Diantara hadiah dari bulan Ramadan menurut Habib Ahmad Mujtaba Shahab, yang ketiga adalah kemudahan dalam melaksanakan qiyamul lail.
Selama satu bulan kita telah terbiasa untuk bangun di waktu sahur. Kemudahan dalam melaksanakan qiyamul lail di bulan-bulan setelah Ramadan menjadi hikmah dibalik susahnya bangun ketika sahur.
Tiga hal tersebut merupakan kebiasaan baik sebagai hadiah dari bulan Ramadan kepada setiap umat muslim yangmana sangat disayangkan apabila kebiasaan tersebut hilang setelah berlalunya bulan Ramadan.
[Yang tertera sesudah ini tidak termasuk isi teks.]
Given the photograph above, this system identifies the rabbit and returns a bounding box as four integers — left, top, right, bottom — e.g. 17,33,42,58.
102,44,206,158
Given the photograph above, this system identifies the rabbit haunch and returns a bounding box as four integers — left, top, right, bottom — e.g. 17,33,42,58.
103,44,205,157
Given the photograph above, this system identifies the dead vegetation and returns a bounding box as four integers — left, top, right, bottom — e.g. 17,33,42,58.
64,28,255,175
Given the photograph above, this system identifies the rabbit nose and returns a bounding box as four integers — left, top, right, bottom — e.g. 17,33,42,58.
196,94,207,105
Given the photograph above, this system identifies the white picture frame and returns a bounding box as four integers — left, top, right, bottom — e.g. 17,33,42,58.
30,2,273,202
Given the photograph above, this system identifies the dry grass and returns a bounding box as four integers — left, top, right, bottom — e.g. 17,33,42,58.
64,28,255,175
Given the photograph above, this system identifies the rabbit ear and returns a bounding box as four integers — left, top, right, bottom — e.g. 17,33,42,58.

Sebagaimana komentar Al-Imam Bisyr Al-Hafi rahimahullah ketika diceritakan perihal seorang yang hanya semangat ibadah ketika bulan Ramadan saja. Ia pun berkata “Seburuk-buruknya kaum adalah mereka yang tidak mengenal Allah kecuali di bulan Ramadan”.